Let A be a unital $C^∗$ algebra. $a\in A_+$ is called strictly positive if for all positive linear functional $\phi \in A_+^*$ and $\phi \neq 0$, we have $\phi(a)>0$. Prove that $a\in A_+$ is strictly positive iff $a$ is invertible.
My attempt: if $a\in A_+$ is invertible, then there exists $x\in A$ such that $a=x^*x$ and $a^{-1}=x^{-1}(x^{-1})^*$, Using Cauchy-Schwarz inequality: $\forall \phi \in A_+^*$ $$\phi(a)\phi(a^{-1})=\phi(x^*x)\phi((x^{-1})^{**}(x^{-1})^{*})\ge |\phi(x^*(x^{-1})^*)|^2=|\phi(1)|^2=\|\phi\|^2 > 0 $$ then we have $\phi(a)\neq 0$, then $\phi(a)>0$.

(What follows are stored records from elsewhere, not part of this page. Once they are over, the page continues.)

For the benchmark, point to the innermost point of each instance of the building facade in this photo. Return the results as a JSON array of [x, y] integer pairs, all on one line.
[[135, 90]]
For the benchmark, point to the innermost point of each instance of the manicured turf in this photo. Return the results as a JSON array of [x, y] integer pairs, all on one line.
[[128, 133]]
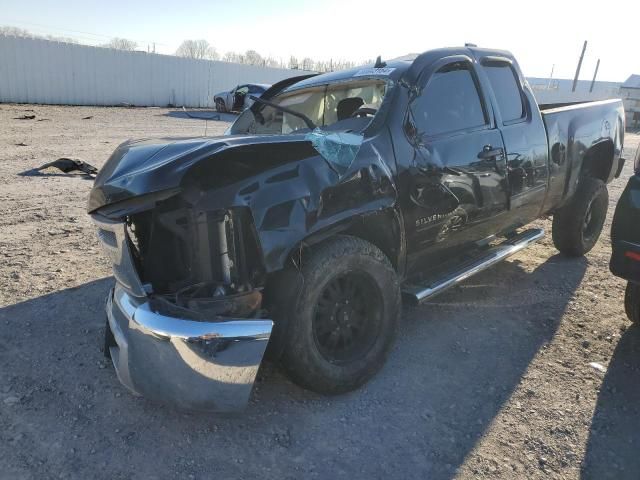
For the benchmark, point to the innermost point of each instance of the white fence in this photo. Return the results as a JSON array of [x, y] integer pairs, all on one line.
[[41, 71]]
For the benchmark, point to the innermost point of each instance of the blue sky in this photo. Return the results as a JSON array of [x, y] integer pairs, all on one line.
[[540, 33]]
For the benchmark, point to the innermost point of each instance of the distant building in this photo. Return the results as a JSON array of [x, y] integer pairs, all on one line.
[[558, 90], [630, 94]]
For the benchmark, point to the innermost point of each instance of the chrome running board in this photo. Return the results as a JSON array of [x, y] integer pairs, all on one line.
[[418, 293]]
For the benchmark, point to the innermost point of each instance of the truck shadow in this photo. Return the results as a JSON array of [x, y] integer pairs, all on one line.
[[614, 438], [456, 362]]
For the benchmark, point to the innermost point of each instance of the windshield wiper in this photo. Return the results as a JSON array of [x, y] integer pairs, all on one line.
[[304, 118]]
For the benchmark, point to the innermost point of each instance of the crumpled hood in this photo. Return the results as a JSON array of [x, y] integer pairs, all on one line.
[[139, 167]]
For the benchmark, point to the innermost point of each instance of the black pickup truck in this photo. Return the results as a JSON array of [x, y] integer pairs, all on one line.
[[326, 202]]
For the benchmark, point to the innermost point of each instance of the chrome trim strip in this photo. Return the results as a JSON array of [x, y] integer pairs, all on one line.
[[192, 365], [420, 293]]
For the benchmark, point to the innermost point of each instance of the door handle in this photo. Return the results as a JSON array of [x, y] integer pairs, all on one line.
[[489, 152]]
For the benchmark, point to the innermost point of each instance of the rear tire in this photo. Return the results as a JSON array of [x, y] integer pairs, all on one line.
[[578, 224], [632, 302], [340, 312]]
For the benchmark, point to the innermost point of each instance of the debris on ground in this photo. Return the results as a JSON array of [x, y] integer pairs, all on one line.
[[68, 165]]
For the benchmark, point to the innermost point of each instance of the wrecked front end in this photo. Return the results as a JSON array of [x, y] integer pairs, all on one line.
[[195, 228]]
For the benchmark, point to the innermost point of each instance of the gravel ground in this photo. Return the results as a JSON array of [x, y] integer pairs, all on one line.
[[490, 381]]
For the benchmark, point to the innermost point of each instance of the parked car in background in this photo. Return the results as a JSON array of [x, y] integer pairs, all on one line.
[[237, 99], [625, 240]]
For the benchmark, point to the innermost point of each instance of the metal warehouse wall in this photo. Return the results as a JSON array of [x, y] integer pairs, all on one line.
[[41, 71]]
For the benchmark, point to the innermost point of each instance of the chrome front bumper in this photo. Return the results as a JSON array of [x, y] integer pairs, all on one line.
[[192, 365]]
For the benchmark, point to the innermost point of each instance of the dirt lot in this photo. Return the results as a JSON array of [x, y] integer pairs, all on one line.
[[491, 381]]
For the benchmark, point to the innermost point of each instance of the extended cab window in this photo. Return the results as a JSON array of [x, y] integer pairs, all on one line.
[[450, 102], [505, 86]]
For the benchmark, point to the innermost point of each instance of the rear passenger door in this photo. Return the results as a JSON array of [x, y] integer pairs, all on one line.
[[524, 138], [458, 192]]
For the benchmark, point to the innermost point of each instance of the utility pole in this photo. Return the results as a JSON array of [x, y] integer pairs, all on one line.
[[575, 80], [595, 74]]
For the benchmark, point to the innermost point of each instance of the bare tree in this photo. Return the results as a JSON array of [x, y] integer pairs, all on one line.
[[199, 49], [233, 57], [121, 44]]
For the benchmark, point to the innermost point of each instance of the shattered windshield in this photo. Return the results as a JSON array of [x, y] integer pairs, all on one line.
[[340, 106]]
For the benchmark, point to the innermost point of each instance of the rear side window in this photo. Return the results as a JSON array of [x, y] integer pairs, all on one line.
[[505, 86], [450, 102]]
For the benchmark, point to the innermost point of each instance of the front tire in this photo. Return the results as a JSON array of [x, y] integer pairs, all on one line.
[[578, 224], [341, 311], [632, 302]]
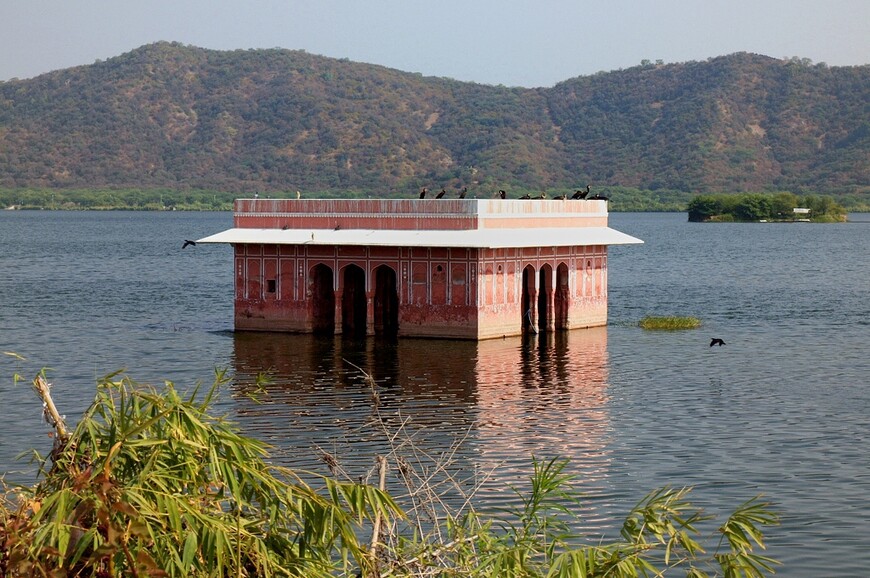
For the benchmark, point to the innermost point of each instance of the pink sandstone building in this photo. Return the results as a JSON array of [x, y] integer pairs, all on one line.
[[457, 268]]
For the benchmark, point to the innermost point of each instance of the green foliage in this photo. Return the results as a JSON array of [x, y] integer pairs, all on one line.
[[669, 323], [752, 207], [150, 484], [175, 117], [660, 536]]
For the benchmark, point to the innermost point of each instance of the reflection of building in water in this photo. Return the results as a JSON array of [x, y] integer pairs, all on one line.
[[489, 403], [556, 406], [459, 268]]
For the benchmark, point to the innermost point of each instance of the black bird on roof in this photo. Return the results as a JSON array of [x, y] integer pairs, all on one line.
[[580, 194]]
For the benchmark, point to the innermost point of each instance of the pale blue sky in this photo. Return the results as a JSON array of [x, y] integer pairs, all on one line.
[[512, 42]]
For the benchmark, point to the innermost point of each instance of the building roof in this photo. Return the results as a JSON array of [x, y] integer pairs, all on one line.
[[469, 238]]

But for other direction, i have no idea. I knew that $a\in A_+$ is called strictly positive also can be definted that $\overline{aAa}=A$, and from this definition i can prove that if $a$ is strictly positive, then $axa$ is invertible, then $a$ is invertible. but i want to prove $a$ is invertible from defintion which i give firstly.
I guess if $\phi(a)>0$, then $1-\phi(a) <1$, and let $\phi$ be some specific function ,then apply functional calculus, but i can't prove that.

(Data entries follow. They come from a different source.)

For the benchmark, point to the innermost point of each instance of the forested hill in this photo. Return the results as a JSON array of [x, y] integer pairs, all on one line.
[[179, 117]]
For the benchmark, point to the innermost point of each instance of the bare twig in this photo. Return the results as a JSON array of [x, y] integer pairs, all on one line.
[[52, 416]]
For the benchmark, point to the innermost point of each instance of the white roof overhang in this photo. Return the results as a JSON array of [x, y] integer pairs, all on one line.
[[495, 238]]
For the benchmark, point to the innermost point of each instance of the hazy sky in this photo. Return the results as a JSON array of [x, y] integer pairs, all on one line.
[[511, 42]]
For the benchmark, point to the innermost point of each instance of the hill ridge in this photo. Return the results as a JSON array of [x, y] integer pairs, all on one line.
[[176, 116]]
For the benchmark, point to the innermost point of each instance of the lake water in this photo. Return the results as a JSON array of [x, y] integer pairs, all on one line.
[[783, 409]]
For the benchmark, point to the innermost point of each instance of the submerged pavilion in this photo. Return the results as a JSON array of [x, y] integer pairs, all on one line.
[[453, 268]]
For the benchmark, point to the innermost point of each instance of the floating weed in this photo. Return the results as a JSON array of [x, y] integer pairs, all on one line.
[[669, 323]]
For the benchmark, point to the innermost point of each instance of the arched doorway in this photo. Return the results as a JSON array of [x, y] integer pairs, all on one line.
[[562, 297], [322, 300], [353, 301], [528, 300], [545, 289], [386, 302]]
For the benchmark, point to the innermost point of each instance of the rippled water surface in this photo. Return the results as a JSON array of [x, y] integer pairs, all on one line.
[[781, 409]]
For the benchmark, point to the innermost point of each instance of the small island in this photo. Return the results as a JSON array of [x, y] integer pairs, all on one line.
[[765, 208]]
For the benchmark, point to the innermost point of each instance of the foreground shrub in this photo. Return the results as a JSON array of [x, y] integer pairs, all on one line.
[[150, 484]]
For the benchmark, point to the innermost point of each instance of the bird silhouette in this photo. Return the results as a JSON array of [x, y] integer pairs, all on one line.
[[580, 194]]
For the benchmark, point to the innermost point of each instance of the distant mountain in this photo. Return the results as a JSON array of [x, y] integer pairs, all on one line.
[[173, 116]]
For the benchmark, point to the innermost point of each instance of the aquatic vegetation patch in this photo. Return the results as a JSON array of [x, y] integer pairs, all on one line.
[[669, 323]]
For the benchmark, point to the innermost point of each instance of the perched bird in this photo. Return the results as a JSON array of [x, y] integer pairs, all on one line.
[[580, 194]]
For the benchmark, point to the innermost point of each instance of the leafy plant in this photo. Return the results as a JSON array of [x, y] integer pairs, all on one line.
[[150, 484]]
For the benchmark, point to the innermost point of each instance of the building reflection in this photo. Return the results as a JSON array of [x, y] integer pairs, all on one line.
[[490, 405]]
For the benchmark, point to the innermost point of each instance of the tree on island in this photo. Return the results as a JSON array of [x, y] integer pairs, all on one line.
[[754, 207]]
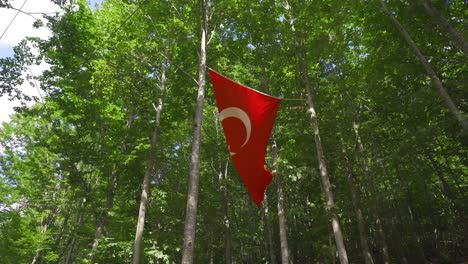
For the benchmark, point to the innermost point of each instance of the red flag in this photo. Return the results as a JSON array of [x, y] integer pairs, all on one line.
[[247, 117]]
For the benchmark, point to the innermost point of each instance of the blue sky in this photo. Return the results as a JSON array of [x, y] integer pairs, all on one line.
[[19, 29]]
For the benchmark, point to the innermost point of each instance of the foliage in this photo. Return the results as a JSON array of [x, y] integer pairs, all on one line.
[[77, 160]]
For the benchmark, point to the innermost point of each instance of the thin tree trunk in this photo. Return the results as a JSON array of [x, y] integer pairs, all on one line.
[[355, 201], [374, 201], [279, 188], [45, 225], [459, 116], [149, 170], [192, 197], [102, 218], [340, 246], [271, 246], [281, 214], [224, 198], [448, 190], [454, 35], [410, 223], [227, 223], [72, 243]]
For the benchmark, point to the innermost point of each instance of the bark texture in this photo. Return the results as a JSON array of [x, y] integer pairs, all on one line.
[[149, 170], [338, 234], [454, 35], [192, 197], [459, 116], [355, 194]]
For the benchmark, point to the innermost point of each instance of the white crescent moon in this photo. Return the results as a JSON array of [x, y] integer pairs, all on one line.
[[242, 116]]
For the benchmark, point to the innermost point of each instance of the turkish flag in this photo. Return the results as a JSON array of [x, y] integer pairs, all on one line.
[[247, 117]]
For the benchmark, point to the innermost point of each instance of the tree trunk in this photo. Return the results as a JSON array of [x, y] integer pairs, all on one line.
[[192, 197], [227, 223], [102, 218], [373, 201], [281, 214], [271, 246], [410, 223], [340, 246], [357, 210], [44, 227], [454, 35], [149, 170], [72, 242], [279, 188], [435, 80]]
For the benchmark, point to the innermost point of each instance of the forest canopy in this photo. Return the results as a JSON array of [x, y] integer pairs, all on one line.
[[123, 158]]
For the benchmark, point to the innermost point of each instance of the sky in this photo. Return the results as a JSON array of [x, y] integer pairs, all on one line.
[[19, 29]]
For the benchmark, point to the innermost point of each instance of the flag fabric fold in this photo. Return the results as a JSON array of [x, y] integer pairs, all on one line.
[[247, 117]]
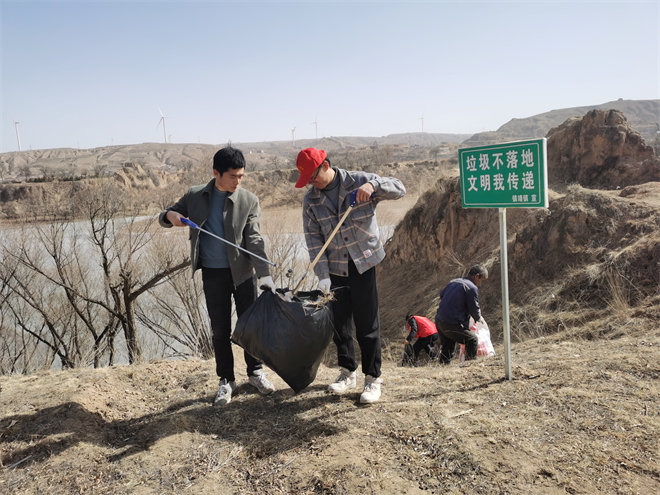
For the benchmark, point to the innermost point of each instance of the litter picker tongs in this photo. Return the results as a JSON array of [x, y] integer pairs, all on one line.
[[195, 226], [352, 202]]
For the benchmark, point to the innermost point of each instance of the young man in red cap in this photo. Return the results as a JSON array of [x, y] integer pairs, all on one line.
[[348, 264]]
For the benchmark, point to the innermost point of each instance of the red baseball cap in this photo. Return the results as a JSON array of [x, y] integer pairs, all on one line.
[[307, 162]]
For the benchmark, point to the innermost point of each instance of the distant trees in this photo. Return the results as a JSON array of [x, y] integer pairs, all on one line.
[[68, 288]]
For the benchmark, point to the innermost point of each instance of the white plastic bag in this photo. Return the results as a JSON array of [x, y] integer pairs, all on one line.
[[483, 334]]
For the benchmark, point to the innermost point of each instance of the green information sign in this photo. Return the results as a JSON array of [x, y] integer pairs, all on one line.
[[508, 175]]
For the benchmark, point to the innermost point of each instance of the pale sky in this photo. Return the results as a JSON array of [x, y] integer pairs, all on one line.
[[93, 74]]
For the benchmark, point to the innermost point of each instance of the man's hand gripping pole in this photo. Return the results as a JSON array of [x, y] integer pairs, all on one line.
[[195, 226]]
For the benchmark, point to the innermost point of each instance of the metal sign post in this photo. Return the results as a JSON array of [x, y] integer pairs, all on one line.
[[505, 294], [508, 175]]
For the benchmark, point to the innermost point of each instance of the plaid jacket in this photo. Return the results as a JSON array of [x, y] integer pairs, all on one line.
[[359, 237]]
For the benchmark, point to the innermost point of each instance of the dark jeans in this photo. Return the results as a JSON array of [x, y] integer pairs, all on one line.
[[450, 335], [218, 289], [425, 344], [357, 297]]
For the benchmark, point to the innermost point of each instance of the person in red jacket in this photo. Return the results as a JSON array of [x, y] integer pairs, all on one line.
[[426, 333]]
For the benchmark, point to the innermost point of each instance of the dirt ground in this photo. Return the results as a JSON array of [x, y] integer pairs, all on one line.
[[578, 416]]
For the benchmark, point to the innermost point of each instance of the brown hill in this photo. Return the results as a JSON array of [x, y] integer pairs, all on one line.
[[589, 250], [600, 150]]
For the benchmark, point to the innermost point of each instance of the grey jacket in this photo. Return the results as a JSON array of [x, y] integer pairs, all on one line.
[[242, 216], [358, 237]]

Any idea will be appreciated!
For the other direction, let $a$ be a positive non-invertible element. Then $0\in \text{Spec}(a)$ and there is a unital *-homomorphism $\Phi: C^*(a) \rightarrow C(\text{Spec}(a))$ mapping $a$ to the identity function on $\text{Spec}(a)$. Here $C^*(a)$ is the $C^*$-subalgebra generated by $a$ and $C(\text{Spec}(a))$ the continuous functions on $\text{Spec}(a)$. Define a state $\phi$ on $C^*(a)$ by $\phi(x)=\Phi(x)(0)$.
$\phi$ vanishes on $a$ and we can extend it to all of $A$.